Follow instruction to install Chrome driver.

Let’s discuss how to imitate two most popular user activities: scrolling and button pressing.

What if my web source expects a user to scroll to provide more URLs?

Firstly, instantiate selenium.webdriver.Chrome class. It emulates a native browsing. Save the Chrome instance to the driver attribute of a Crawler.

Hint

To disable a browser window pop-up, add headless mode argument to the selenium.webdriver.chrome.options.Options instance. Pass the instance to the Chrome initialization method. Make sure to only do it when the corresponding field in the crawler configuration requires it.

Next, to open the page, use driver.get method.

Example usage:

self.driver.get(base_url=https://github.com/)

To perform scroll, execute the corresponding script:

self.driver.execute_script("window.scrollTo(0,document.body.scrollHeight)")

To extract resulting page HTML, refer to the driver’s page_source attribute.

What if my web source requires a user to click buttons to provide more URLs?

Just like with scrolling, one should start by instantiating a Chrome driver (refer to the previous section for more details).

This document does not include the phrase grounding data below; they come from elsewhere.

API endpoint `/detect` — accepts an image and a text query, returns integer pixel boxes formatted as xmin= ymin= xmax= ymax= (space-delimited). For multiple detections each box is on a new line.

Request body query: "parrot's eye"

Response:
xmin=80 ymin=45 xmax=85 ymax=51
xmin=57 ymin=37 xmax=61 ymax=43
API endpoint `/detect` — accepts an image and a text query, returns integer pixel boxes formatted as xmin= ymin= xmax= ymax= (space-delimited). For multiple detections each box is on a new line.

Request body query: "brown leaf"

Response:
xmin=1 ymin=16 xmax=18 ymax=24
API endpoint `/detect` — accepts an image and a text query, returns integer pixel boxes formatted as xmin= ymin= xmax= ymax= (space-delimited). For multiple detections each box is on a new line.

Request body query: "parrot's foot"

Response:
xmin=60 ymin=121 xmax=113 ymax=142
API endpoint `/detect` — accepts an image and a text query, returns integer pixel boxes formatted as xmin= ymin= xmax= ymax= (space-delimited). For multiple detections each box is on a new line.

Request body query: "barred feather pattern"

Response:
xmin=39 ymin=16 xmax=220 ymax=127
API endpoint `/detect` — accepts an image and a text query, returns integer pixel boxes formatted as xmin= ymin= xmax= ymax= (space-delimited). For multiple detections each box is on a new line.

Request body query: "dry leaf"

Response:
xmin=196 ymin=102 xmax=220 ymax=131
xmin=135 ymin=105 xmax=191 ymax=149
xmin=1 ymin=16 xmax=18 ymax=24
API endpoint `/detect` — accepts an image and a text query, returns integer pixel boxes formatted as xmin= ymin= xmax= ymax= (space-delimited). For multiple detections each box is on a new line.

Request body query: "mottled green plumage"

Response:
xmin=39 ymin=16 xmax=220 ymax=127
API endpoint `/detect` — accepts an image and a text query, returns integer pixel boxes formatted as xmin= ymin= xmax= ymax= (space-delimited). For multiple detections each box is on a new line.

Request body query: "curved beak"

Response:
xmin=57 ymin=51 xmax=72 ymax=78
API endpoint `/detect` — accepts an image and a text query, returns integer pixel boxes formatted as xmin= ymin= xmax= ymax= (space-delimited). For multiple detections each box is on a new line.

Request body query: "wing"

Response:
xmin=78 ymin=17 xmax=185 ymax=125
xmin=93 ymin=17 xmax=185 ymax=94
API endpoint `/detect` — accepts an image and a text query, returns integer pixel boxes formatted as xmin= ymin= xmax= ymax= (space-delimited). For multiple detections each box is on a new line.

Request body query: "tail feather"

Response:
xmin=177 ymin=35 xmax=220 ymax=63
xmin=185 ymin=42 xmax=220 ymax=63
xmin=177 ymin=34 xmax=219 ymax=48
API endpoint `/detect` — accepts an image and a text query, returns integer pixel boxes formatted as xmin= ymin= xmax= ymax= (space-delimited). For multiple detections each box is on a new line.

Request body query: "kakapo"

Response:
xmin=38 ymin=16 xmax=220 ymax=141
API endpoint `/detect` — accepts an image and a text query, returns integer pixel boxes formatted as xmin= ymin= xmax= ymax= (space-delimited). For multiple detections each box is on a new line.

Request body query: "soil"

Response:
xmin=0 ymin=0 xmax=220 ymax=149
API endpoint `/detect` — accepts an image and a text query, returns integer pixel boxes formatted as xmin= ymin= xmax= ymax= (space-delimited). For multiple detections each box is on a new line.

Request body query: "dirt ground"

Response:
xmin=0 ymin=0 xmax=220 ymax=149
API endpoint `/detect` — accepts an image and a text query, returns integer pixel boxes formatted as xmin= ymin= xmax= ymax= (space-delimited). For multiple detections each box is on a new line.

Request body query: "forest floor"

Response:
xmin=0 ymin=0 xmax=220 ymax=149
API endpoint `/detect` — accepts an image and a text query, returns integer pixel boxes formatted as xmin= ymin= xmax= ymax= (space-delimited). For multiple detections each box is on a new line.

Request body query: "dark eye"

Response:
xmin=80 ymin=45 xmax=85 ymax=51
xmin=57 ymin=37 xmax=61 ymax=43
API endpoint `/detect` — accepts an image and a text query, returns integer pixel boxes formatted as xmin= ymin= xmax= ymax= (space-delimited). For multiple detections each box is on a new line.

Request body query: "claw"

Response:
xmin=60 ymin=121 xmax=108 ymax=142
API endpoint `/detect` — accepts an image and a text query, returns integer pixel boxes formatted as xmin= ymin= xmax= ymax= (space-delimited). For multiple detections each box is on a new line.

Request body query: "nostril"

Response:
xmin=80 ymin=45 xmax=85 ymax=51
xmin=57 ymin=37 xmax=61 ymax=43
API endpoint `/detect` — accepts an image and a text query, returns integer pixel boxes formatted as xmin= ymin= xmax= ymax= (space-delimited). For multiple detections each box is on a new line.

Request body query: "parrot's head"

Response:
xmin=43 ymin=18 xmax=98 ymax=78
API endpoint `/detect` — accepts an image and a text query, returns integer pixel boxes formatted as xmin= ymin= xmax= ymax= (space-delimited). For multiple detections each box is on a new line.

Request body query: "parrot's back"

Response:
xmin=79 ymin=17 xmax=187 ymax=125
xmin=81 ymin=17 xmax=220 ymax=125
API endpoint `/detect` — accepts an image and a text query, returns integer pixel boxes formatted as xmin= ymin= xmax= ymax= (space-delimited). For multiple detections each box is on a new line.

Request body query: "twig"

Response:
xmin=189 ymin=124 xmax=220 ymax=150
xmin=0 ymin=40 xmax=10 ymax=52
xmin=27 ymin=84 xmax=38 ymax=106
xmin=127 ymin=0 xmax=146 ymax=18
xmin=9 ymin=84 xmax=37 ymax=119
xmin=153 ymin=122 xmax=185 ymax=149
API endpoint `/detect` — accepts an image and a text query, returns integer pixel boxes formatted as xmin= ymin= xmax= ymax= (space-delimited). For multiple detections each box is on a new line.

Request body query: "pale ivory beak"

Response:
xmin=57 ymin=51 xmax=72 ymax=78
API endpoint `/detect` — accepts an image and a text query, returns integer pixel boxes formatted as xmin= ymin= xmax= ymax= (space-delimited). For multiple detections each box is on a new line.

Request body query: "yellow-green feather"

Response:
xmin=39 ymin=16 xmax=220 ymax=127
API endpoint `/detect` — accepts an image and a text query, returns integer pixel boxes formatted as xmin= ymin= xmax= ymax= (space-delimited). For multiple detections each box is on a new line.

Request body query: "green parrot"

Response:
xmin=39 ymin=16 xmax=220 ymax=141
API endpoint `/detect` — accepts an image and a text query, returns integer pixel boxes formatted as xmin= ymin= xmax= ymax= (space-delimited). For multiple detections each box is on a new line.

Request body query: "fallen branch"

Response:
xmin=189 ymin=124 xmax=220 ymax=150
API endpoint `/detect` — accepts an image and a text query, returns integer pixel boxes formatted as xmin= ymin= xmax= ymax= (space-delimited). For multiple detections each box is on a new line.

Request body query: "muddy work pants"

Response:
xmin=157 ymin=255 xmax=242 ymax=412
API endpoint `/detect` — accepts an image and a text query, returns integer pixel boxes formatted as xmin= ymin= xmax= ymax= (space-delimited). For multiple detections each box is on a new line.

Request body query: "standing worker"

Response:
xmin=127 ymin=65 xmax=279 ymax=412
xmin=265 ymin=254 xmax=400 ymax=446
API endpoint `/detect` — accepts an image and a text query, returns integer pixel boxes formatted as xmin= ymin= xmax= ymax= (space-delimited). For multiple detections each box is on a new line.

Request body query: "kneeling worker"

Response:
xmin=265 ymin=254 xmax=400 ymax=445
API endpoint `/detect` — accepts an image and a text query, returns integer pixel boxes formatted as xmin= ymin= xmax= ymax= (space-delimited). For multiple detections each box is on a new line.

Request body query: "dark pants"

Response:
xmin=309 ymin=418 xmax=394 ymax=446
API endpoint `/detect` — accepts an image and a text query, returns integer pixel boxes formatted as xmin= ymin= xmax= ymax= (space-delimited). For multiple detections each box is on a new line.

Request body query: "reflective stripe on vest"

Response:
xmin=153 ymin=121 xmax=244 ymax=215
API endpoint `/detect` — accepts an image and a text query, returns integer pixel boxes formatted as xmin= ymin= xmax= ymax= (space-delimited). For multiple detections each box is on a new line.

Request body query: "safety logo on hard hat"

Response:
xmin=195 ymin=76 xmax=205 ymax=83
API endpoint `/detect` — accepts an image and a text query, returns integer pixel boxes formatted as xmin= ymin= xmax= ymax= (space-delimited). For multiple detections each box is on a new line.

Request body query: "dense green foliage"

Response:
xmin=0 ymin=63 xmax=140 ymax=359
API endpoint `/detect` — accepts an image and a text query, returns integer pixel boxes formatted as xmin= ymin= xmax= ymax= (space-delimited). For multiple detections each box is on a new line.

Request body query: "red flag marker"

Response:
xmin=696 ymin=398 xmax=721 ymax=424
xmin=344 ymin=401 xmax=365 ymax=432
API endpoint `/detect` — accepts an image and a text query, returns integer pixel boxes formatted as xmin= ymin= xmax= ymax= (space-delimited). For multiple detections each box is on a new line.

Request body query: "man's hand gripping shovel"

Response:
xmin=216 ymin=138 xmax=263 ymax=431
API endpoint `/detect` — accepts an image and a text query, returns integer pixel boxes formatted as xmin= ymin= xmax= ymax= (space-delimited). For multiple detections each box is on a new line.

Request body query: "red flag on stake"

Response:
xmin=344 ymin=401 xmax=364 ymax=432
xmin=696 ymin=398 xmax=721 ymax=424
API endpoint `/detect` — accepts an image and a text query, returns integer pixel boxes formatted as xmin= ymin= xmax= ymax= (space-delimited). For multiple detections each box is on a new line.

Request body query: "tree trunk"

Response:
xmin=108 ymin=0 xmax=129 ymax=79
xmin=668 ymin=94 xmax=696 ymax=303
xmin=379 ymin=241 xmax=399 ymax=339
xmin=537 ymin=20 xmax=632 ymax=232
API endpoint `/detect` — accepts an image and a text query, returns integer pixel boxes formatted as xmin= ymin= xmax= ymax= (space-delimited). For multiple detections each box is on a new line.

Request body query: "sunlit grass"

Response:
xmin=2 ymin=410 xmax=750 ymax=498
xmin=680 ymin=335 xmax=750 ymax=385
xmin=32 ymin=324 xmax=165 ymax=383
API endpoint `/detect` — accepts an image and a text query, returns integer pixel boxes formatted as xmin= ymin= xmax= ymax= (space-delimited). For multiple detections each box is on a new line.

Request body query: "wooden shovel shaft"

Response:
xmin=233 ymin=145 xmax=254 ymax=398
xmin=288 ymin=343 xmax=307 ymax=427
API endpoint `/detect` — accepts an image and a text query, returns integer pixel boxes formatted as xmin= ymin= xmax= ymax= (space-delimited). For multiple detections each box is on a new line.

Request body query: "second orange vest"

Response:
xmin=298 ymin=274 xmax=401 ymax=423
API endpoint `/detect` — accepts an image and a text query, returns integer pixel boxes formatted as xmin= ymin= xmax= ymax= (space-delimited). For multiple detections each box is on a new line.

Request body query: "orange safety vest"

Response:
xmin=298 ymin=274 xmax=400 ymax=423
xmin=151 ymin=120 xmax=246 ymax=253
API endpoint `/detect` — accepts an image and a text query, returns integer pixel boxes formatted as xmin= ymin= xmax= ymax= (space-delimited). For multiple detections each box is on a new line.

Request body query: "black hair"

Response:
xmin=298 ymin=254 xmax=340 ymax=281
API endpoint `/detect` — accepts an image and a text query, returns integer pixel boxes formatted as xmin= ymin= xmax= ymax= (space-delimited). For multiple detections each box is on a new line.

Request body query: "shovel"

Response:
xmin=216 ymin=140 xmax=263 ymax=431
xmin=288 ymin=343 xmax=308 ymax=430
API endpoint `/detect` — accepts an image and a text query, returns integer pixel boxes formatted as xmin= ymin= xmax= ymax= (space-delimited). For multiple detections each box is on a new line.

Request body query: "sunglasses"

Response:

Next, the following steps must be taken. Firstly, it is necessary to find the clickable buttons with driver.find_elements methods. Use documentation to determine the arguments to be passed to find the desired elements. Usually the elements corresponding to buttons possess click method. In some cases it is necessary to emulate key pressing. To do this, refer to button.send_keys method.

Hint

To find the send_keys argument that corresponds to the desired key, refer here.

Example usage:

button = [button for button in self.driver.find_elements(
          by=By.TAG_NAME, value="button") if button.text == "Ещё"][0]
button.send_keys(Keys.RETURN)

Sometimes it is necessary to wait until the button becomes clickable. To perform this via selenium, refer to selenium.webdriver.support.wait.WebDriverWait and selenium.webdriver.support.expected_conditions.

Example usage:

button = WebDriverWait(self.driver, 10).until(expected_conditions.element_to_be_clickable(button))